On 4th of January we were enjoying our last all-you-can-eat brunch at El Barrio in San Pedro, when John, an older American guy I had talked to a few times walked in and sat at the bar. I didn’t pay much attention to him, because we were with a big group and were having a conversation in a mixture of French, Dutch, English and Spanish, which was already more than an effort in itself. Nonetheless, after a few hours I decided to say hi to him, since I was leaving town and this would probably be the last time I would see him. We started talking about our future plans and the moment I mentioned Mexico he said: ‘I saw a big white van with a sign saying ‘Need a ride to Mexico?’ When I heard him say these words I instantly thought to myself: ‘This is too good to be true, we quickly need to find out who they are and when they want to leave.’ A few minutes later we went to check out the van, but unfortunately they were not there. They had written an email address on the side of their van, so all hope was not lost.

When I first met Ashly, one of the two Kiwis who owned the van, I immediately felt a very relaxed adventurous everything-will-be-all-right vibe. And even though he told us they had driven by accident illegally into Guatemala with a semi-illegal vehicle we felt this was the best option for us to travel to Mexico. Mainly because we had heard about people being robbed along the way and because you never know how chicken bus drivers react to our dog Lewis; half of the time it is not a problem, but to get to our destination in Mexico we had to take five different buses (and by the way, a dog is not allowed on the more expensive tourist buses which drive straight from Panachajel to San Cristobal).

Taking all of this into account we gladly accepted the ride in their van and the next morning we were off to Mexico. Two other girls had also decided to take up their offer, so this made a total of six people going on a mini-adventure. The back part of the van was transformed into one big bed, which easily fitted the three girls and me. Not a bad way to travel I thought to myself, they even had a DVD player attached to the ceiling of the van. We instantly got along and the vibe during the part of the trip in Guatemala was super chill. I felt a bit sick thanks to the worst curvy road I have ever been on, but the stops and interesting conversations made it a lot more bearable.
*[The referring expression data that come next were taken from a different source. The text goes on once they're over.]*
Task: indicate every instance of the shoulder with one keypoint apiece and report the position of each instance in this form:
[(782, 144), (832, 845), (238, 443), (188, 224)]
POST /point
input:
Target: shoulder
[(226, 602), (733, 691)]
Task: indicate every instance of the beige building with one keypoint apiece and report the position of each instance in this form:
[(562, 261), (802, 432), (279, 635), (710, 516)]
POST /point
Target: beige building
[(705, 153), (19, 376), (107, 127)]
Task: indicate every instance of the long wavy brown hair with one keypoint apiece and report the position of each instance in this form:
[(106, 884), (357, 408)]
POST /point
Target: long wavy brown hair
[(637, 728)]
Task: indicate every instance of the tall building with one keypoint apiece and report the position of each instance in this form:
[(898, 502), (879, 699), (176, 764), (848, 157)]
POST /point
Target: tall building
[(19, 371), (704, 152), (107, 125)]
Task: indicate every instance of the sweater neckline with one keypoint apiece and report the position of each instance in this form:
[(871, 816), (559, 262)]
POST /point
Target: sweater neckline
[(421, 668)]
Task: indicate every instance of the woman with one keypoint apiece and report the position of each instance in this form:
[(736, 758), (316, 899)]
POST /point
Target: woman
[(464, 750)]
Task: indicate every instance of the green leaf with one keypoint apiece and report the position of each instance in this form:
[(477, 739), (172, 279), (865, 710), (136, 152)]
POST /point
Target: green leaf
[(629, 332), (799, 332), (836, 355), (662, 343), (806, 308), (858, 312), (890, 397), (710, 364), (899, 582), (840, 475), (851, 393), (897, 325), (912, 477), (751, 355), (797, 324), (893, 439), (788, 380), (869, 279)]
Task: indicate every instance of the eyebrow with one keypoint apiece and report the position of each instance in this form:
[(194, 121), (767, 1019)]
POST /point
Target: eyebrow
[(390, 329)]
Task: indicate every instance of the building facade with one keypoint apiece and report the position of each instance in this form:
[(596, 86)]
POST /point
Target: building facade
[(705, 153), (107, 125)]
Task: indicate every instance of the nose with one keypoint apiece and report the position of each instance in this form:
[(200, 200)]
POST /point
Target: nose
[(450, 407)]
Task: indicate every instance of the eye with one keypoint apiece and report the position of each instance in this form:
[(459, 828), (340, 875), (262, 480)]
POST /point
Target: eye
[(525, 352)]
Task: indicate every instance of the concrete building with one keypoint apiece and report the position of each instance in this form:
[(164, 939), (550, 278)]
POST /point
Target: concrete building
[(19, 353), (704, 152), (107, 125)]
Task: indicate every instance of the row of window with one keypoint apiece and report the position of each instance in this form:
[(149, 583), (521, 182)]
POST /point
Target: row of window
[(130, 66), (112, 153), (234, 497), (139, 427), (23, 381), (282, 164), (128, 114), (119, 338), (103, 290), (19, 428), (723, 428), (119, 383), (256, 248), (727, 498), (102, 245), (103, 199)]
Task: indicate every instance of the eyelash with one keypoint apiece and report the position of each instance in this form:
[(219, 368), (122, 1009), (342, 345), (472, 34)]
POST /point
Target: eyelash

The moment of truth came upon us when we arrived at the Guatemalan-Mexican border. They guys got out of the car and went to the border patrol to explain their story. At first the officer didn’t want to hear about and said the law is the law, blablabla… Luckily for us and the Kiwis Jenny used her charm and Spanish skills to clear the air and an hour later I saw a smile appearing on the face of the officer, which could only mean one thing: ‘Let the gates open!’

We felt so relieved that we drove past the Mexican immigration office and didn’t realize we were illegally in Mexico till the next day when Jenny said: ‘Shouldn’t we have an entry stamp of some sorts in our passports?’ Mistakes are opportunities for new adventures and with that in mind we returned to the border the next day, hoping our enthusiasm from the previous wouldn’t turn into unnecessary problems. The 4-hour ride to the border was a lot of fun and the instant we arrived at the immigration office and were welcomed by a smiling female officer we knew everything was good. The ride home was a bit different, our collectivo (small local bus) got checked 5 times by police with enormous guns and almost every time people without the correct papers were taken off the bus. At one point one guy got out of the bus and started running like crazy. The cops looked at each other, but reacted a bit too late and before they knew he was gone. The whole ride left us with a bit of a strange feeling and definitely made us aware that we are not travelling in Europe anymore.

Throughout the whole experience I couldn’t help but wonder what would have happened if I wouldn’t have talked to John, the American in San Pedro. And so, I leave it up to you to decide: perceived randomness or destiny?